TOUCHING HISTORY

The Alhambra that eyes cannot see

Carlos Marín, who is blind, takes EL PAÍS on a unique tour of the Granada palace A new app will also bring previously hidden areas of the complex to light

Carlos Marín runs his fingers over recreations of some of the Alhambra's patterns
Carlos Marín runs his fingers over recreations of some of the Alhambra's patternsJ.P./ M.Z.

It may be true that there is nothing worse than the misfortune of being blind in Granada, as the popular saying goes. But Carlos Marín, a sightless resident of the city that is home to the Alhambra, says that it is possible to appreciate this UNESCO World Heritage Site using touch and hearing.

"The most important thing is the temperature - each area is different. The marble is cold, unlike plaster or wood, which is warmer," he says. "And the echoes tell you whether you are in a closed room, a narrow space, or in the open air. The marble produces an echo, while the plaster, and above all the wood, absorb sound," he explains.

We cross the Mexuar, the first stop on our tour of the palace complex. "This is a very welcoming space, with a brick floor, which distributes sound," he says, noting the coming and going of other tourists. Marín reaches the Hall of the Ship, one of the five points in the Alhambra with tactile reproductions of the decorations.

He passes his fingers along a panel of mosaics and plaster molding. "It's only by touching these details and shapes that one can get a real idea of them; an explanation in itself is not enough. It's like being able to bring a blurred image into focus," he says. Marín's ability is helped by not having been born blind: he lost his sight in a car accident 23 years ago when he was aged 20, and is still able to remember images from a childhood visit to the Alhambra, but says that even those born blind can create their own images in their mind's eye, "by touching these decorative reproductions."

The marble produces an echo, while the plaster and wood absorb sound"

Braile explanations are also available for the blind. But the recreations help the sighted to get a better understanding of the wonders of the Alhambra, given that it is forbidden to touch the real thing: the temptation to run your fingers along a mosaic and literally be in touch with history keeps the security staff ever vigilant.

Marín moves on to a panel with ceramic tracing. "It feels like a jigsaw puzzle," he says, turning to run his fingers across a segment of intricately carved wood. "I can feel where the different pieces are joined together, like a picture frame. Wood is warm, it is the most pleasant to touch," he adds.

The visit continues along the passages that connect the Hall of the Abencerrajes with the Patio of the Lions.

"You can tell that we are in a passage, it feels much tighter," he says, noting the echo bouncing off the walls. When we reach the Patio of the Lions, the sound of the water trickling from the fountain becomes audible. "The water also tells you a lot: according to the sound of it falling you can judge the height of the source, and it gives you an idea of how it has been designed. I can hear the water as it runs down through the channels from one side to the other of the patio."

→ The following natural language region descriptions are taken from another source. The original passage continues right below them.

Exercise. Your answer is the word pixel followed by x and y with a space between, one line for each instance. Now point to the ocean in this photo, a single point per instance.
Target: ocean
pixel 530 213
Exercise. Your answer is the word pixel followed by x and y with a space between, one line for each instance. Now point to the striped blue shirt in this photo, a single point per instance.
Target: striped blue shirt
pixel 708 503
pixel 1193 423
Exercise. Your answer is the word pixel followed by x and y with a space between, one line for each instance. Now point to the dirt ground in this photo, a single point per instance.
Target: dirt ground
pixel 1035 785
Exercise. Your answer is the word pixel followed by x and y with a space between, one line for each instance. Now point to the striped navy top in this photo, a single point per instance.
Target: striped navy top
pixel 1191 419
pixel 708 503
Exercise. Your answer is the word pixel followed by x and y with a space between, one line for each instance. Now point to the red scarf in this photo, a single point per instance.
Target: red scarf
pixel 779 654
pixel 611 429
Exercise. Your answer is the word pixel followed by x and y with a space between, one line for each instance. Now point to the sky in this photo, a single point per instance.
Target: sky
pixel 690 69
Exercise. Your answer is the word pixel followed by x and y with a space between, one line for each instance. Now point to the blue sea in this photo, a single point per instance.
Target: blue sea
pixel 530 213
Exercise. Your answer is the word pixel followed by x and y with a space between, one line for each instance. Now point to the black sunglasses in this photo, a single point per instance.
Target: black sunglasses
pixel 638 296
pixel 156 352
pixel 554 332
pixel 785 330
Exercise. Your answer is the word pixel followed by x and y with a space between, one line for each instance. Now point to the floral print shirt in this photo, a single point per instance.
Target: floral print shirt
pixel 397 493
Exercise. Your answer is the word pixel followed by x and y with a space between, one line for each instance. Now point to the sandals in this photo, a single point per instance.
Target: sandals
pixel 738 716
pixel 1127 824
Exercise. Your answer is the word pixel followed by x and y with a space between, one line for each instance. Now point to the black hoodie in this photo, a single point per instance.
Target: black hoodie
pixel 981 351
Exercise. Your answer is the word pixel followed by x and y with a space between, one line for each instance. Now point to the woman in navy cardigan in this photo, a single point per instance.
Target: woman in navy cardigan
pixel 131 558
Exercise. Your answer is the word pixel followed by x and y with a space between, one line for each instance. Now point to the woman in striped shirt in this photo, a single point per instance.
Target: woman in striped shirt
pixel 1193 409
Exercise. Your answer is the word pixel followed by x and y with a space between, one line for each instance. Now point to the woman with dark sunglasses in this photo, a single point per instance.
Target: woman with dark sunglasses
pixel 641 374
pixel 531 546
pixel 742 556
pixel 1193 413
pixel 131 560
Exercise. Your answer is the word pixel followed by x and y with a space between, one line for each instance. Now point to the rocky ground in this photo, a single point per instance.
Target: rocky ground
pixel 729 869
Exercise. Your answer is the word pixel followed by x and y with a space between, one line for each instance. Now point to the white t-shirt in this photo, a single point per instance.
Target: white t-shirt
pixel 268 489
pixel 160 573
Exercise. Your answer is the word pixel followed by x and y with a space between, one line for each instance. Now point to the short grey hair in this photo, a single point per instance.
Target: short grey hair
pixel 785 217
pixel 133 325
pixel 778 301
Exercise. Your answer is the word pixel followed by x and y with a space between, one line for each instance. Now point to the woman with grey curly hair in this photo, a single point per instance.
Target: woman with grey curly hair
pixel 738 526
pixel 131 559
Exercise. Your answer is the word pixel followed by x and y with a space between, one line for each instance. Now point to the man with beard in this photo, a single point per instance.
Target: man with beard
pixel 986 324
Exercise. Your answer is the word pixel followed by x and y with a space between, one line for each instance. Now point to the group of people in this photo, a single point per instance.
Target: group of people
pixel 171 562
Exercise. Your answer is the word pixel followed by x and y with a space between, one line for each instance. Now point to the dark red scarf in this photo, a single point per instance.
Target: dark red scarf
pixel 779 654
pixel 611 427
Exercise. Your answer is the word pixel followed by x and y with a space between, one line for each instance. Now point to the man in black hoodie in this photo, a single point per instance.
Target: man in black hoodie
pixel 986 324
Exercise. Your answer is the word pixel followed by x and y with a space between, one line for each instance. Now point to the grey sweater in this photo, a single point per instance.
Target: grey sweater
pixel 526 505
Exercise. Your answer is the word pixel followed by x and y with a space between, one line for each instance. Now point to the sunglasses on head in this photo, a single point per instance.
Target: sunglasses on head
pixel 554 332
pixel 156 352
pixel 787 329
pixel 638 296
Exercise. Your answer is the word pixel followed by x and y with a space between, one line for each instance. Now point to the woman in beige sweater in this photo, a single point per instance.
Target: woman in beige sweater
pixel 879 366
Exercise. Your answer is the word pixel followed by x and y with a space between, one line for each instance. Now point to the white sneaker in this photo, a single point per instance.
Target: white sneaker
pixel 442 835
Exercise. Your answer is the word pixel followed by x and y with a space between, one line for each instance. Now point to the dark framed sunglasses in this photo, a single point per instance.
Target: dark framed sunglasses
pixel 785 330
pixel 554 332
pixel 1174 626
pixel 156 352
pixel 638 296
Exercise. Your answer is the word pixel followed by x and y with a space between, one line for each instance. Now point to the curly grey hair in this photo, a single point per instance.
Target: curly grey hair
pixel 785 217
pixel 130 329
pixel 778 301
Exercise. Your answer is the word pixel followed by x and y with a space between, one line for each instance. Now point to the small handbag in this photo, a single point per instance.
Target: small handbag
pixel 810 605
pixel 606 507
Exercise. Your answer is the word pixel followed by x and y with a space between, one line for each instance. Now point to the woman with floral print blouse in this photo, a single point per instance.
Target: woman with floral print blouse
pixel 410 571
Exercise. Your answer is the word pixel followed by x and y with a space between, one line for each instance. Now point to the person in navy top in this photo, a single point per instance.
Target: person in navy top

Aided by his folding walking stick - "It's an extension of my finger," he says - Marín makes his way around the water channels, up the stairs, and through the hordes of other visitors toward the Lindaraja Garden, and on to the Partal. "I can sense that there is a wall on one side, and on the other side I hear a fountain, but the sound isn't coming directly to me, I can't focus on it." Marín says that sounds, like images, need to be focused. "There is something in the way that is partially blocking the sound, maybe it's a garden with trees," he says, correctly identifying the reason.

Alongside the Patio of the Lions, in the Hall of the Mocárabes, is another of the touch panels. "It is impossible to get any idea of what the decorations are like unless you touch them, even for a sighted person, because they are so high." He is able to sense the height of the ceilings from the echoes, "and the detail cannot be fully appreciated."

It's only by touching these details and shapes that one can get a real idea of them"

Another panel has a fragment of a carved wooden screen: "I can feel the shape of a star." He then touches a ceramic tile: "There are concentric patterns that get bigger, expanding outward."

A trip to the Alhambra is still a rewarding experience, even for the blind, says Marín.

The Alhambra attracts around two million visitors a year, according to the Patronato de la Alhambra in Spain, the organization that looks after the complex. Visitors to the Alhambra can now use a special app that uses technology to bring previously hidden areas of the complex to light. The Hidden Alhambra aims to expand the site for tourists. It will allow visitors to virtually explore delicate, closed-off areas on their smartphones and tablets, as well as opening up new routes to related areas outside the complex.

The World Monuments Fund is also contributing more than 300,000 euros to the conservation of the Oratorio del Partal, an elaborate mid-14th century chapel built during the reign of Yusuf I. The conservation effort will include work on the roof, carved wood ceiling and decorative plaster work and will be incorporated into the Hidden Alhambra application.

The Alhambra is further expanding its activities by opening a school that aims to become an international center of excellence in the field of conservation.

The Alhambra School is due to open its doors in October 2014, and will offer a range of qualifications in restoration taught by some of the world's leading experts on Islamic art.